Director Tomas Alfredson and scripter John Ajvide Lindqvist (adapting his popular novel) aren’t out to subvert or reinvent bloodsucker standards here; the v word is spoken and the conventions are respected, albeit tweaked at times in interesting ways. (The title derives from the traditional trope that a vampire must be asked in before entering a home, though this is probably the first film to demonstrate what happens when one does so without invitation. It’s not pretty.) Their undead heroine isn’t a monster, though she does monstrous things—yet as played by Lina Leandersson, an accomplished little actress with a haunting adult visage, young Eli always engages our sympathy. She’s first met by Oskar (Kare Hedebrant) one cold, wintry night outside the drab apartment building where he lives with his divorced mother, and into which Eli has just moved with Hakan (Per Ragnar), who appears to be her father. It’s established early on, however, that Eli is the head of this particular household—and that she requires freshly tapped human blood to survive.

Oskar isn’t aware of any of this when he first makes Eli’s acquaintance; he just knows he may have found a desperately needed soulmate. A loner who’s tormented by his classmates, he carries a knife, entertains violent fantasies of revenge and keeps notebooks full of newspaper clippings about shocking crimes. Some might say he’s a budding sociopath or psychopath, but through the sensitive filmmaking and the fully felt performance by Hedebrant (whose pale looks contrast nicely with Leandersson’s dark features), a portrait emerges of a troubled young boy simply struggling to survive in an oppressive world.

That gives him a lot in common with Eli, who with Hakan’s not-always-competent help must sate her hunger for blood without attracting attention. As her body count piles up, complications inevitably ensue, and Alfredson, who has just as much comedy as drama in his filmmaking background, mines some of them for black humor. One subplot in particular leads to a setpiece that’s a small masterpiece of sick laughs, though as entertaining as such moments are, it’s to the movie’s great credit that these digressions almost feel like distractions. So powerful is the central relationship between Oskar and Eli that you can’t wait for the story to return to them.

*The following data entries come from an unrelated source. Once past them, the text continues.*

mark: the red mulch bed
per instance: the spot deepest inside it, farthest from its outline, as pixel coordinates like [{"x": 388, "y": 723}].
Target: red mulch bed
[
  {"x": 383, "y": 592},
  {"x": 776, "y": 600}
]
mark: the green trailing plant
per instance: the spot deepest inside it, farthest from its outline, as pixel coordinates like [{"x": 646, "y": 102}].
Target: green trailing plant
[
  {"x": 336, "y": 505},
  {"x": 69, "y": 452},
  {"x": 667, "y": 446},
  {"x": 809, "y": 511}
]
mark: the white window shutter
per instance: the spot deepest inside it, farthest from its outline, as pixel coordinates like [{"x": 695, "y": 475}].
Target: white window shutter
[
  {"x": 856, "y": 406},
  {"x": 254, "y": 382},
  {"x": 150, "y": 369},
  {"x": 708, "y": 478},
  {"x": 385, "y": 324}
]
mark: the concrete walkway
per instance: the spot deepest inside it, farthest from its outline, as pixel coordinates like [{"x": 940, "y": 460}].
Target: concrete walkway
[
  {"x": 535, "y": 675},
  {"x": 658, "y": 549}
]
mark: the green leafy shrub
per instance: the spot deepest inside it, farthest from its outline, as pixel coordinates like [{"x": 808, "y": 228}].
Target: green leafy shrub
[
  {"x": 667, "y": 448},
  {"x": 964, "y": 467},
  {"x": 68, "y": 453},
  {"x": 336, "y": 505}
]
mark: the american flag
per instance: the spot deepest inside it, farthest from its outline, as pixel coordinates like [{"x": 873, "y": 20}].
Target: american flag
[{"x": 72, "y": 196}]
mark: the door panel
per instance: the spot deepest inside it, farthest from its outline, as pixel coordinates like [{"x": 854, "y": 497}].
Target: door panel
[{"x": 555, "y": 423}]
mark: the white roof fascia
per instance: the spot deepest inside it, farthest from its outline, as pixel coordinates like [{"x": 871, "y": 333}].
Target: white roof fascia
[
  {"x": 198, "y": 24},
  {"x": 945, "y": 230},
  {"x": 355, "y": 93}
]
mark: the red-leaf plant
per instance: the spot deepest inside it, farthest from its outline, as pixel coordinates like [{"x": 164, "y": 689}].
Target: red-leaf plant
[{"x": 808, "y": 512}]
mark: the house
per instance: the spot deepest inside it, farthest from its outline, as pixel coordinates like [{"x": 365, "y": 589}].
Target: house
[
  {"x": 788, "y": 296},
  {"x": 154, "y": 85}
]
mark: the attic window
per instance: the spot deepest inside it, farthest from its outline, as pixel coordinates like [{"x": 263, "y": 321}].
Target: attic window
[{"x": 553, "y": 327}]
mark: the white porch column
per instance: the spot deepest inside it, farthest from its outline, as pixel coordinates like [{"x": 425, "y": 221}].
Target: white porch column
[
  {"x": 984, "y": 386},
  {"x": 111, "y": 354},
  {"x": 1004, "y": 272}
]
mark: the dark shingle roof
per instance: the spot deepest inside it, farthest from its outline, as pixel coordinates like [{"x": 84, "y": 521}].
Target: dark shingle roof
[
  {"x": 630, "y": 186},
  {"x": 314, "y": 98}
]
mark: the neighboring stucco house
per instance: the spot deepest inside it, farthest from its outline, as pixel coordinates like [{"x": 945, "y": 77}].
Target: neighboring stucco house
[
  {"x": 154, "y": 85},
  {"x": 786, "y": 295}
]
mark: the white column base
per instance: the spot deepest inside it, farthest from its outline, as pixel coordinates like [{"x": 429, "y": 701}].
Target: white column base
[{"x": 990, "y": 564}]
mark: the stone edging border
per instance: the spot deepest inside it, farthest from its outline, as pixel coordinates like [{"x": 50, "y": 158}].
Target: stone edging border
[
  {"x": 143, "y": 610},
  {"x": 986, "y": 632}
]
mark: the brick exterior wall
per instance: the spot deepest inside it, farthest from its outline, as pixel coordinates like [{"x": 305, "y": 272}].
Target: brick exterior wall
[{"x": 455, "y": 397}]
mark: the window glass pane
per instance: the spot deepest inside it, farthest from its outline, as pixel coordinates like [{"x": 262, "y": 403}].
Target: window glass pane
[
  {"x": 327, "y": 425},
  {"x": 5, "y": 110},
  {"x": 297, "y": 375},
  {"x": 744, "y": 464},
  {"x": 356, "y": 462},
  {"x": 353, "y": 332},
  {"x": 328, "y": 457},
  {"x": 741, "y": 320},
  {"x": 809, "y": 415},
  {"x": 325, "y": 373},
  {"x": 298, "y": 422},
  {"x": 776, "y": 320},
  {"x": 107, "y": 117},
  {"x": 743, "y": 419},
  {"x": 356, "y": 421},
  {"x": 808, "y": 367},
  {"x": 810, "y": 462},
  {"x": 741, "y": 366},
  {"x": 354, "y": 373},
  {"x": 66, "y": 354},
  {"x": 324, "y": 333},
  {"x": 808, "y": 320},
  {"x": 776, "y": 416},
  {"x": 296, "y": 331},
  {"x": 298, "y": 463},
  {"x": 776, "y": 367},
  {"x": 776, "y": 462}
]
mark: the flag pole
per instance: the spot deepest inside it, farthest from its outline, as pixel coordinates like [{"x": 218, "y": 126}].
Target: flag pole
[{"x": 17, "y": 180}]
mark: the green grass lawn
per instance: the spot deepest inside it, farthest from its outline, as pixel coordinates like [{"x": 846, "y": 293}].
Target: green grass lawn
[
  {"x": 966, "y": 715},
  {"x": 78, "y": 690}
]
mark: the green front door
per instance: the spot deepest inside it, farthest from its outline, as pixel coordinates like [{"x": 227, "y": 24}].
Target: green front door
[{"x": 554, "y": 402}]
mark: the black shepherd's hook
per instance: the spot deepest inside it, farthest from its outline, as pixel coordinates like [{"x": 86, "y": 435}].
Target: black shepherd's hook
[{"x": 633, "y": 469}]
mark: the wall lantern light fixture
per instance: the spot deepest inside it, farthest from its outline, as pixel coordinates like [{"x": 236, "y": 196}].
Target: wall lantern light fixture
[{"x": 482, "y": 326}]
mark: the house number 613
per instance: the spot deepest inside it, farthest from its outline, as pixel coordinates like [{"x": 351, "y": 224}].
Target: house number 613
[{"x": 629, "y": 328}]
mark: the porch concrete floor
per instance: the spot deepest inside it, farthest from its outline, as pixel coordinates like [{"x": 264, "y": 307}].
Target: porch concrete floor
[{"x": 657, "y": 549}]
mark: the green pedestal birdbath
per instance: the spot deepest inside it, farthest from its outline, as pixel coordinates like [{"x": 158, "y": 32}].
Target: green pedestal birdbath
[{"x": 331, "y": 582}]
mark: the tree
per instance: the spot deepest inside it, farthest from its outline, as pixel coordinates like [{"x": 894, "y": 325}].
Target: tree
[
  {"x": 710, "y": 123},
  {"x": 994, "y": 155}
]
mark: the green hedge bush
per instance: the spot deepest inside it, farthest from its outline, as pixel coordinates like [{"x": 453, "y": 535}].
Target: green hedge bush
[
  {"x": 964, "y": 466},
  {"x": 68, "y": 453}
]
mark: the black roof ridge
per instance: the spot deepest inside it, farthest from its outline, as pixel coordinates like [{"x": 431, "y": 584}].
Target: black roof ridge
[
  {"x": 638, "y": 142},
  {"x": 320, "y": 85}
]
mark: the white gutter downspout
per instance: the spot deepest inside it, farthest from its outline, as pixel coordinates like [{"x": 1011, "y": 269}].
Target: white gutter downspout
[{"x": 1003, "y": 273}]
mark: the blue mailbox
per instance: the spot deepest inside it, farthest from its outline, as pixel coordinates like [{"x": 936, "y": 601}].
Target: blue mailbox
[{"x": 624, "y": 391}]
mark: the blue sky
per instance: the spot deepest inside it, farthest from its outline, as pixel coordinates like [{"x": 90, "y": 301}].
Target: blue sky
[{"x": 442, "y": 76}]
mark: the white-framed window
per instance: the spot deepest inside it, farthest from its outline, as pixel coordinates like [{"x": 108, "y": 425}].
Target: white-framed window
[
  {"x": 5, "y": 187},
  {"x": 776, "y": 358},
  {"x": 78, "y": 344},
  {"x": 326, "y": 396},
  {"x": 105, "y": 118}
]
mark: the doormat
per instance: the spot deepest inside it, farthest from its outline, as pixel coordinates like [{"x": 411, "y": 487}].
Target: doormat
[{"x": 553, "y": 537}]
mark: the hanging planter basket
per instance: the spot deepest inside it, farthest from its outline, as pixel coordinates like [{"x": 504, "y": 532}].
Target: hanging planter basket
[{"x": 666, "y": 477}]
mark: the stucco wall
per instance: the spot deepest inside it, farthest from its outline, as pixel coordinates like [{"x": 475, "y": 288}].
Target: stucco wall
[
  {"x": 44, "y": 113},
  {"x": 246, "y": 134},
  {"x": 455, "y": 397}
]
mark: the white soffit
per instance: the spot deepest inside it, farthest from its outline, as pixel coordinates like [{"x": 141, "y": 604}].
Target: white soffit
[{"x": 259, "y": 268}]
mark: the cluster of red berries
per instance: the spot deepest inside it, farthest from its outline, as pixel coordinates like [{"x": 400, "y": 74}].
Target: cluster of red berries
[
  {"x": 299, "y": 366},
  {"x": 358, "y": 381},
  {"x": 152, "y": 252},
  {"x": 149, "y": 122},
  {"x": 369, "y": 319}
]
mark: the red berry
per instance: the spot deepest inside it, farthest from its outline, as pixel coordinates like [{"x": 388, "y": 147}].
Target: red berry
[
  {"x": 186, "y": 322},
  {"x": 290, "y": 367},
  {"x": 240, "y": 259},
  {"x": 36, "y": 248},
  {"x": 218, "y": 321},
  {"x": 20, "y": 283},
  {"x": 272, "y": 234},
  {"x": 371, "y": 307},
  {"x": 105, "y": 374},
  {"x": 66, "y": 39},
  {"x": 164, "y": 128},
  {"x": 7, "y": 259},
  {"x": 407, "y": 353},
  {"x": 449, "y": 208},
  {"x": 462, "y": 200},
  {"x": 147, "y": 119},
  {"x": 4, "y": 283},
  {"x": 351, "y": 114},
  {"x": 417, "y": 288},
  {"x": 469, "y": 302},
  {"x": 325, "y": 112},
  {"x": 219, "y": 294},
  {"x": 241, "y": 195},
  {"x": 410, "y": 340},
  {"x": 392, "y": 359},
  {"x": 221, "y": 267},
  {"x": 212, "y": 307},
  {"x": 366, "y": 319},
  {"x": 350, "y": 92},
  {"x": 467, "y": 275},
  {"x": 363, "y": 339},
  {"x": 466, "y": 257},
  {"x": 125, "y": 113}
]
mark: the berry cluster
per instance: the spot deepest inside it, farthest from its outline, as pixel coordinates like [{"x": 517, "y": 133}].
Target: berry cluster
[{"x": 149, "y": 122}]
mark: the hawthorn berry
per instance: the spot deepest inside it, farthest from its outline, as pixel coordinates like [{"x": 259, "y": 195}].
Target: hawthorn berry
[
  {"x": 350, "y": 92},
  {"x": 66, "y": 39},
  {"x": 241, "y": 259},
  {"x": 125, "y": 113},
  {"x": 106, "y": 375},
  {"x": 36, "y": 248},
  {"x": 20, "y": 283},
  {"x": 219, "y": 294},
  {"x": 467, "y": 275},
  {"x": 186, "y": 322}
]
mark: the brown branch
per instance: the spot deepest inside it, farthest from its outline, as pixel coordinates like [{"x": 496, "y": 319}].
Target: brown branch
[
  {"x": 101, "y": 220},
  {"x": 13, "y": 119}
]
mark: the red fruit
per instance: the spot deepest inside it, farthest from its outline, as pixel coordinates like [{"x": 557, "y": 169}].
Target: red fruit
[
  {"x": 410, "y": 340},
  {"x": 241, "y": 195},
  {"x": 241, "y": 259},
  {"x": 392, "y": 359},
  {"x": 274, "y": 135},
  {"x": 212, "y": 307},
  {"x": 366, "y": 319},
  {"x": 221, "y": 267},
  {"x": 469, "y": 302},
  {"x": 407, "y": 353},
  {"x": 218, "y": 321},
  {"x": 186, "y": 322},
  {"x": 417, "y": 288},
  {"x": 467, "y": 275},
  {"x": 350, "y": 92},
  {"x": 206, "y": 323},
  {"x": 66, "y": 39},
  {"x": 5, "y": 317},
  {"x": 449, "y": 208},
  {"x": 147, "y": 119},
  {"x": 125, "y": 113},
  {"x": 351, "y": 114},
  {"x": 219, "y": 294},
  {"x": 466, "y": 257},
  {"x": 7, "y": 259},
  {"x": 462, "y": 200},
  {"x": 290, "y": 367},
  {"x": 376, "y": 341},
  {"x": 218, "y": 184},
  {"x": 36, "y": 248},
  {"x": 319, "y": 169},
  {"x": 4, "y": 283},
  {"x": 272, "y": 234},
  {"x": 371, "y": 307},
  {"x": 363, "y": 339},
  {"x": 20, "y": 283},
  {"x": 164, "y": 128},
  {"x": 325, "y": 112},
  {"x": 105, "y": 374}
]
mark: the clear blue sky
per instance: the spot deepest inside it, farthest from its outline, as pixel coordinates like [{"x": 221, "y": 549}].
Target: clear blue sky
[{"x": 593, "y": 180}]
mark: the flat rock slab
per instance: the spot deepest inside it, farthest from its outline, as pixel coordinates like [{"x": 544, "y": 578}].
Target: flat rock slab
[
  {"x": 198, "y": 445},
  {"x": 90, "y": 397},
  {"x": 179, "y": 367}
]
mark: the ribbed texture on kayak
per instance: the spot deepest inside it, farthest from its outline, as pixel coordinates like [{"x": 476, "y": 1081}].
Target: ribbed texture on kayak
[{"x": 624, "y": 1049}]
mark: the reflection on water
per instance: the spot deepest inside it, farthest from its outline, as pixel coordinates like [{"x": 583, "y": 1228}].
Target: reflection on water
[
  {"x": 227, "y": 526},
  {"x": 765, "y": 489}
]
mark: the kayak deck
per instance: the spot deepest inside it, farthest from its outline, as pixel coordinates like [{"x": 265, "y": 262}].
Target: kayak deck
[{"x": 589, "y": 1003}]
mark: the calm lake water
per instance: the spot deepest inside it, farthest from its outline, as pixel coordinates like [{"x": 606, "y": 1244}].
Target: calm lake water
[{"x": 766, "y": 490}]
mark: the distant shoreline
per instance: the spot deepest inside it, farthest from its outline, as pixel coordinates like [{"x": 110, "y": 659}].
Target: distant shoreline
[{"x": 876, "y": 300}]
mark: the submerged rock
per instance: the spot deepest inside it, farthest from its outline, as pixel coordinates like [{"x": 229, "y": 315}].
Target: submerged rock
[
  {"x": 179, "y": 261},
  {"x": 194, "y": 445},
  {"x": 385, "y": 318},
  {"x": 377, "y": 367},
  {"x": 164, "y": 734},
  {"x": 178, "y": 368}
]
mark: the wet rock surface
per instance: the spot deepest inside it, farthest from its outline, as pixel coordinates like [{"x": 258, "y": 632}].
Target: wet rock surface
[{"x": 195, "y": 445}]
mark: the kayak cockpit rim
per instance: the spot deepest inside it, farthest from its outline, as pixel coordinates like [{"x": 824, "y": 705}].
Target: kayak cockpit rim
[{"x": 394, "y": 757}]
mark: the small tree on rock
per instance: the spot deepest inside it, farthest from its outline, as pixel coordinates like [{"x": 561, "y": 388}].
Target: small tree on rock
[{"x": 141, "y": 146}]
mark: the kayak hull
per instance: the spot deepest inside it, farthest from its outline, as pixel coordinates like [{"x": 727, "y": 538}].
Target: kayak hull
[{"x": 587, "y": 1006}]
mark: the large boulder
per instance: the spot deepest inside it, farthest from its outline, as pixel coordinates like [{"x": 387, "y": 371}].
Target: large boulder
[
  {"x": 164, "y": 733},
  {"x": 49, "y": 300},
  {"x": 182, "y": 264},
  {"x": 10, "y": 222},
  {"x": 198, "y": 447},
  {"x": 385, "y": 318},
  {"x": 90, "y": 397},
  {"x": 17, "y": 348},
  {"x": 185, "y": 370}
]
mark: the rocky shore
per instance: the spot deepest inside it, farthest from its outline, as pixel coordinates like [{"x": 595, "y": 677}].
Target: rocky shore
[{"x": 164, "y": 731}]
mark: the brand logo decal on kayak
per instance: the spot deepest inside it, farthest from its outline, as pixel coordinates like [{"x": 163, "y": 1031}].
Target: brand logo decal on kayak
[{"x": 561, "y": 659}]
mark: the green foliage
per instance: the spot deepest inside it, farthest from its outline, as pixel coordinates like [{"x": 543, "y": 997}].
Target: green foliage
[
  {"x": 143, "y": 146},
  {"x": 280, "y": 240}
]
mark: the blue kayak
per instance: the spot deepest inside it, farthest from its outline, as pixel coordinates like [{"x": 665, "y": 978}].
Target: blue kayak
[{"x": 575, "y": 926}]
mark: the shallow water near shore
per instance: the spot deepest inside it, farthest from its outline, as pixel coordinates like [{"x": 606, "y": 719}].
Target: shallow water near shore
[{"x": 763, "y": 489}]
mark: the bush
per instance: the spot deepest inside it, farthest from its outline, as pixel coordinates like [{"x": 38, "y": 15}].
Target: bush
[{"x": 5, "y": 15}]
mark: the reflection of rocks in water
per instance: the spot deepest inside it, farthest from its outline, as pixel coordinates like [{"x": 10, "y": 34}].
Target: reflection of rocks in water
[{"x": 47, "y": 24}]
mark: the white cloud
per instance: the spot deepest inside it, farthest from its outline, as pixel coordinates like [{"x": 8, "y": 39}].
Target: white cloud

Alfredson adopts a naturalistic approach to developing their relationship and their parallel dramas, using long takes and static shots that, combined with Hoyte van Hoytema’s gorgeous cinematography and Johan Soderqvist’s perfectly pitched score, establish a captivating mood. The director is subtle in presenting Eli’s otherworldly abilities (flying, climbing up the sides of buildings), but he doesn’t shy away from the gory details of her feeding, or from moments that might have become prurient in other hands, but here intensify the connection between the protagonists (as when Eli sheds her clothes to get in bed with Oskar). Alfredson’s unemphatic staging of the violent bits, allowing them to speak for themselves rather than tricking them up with visual gimmickry, pays off in potent chills, and there’s one single-take scene that will go down in the genre pantheon—it’s breathtaking in its audaciousness, morbidly funny and gaspingly horrific all at once.

Like Pan’s Labyrinth, Let the Right One In is the best kind of genre-blender, a movie that honors and delivers on the expectations of fright filmmaking while expanding its boundaries to explore a full spectrum of emotions. And although he works here on a less fantastical canvas than del Toro did in his own masterpiece, Alfredson nonetheless delivers sights we’ve never seen before (the condition of one recovered body is a brilliant touch) and maintains a mature perspective while staying true to the youth of his central characters. Even though the undead Eli points out that she’s “12…more or less” and Oskar has been made to grow up too fast, it’s a key to Let the Right One In’s success that it never forgets they’re still kids.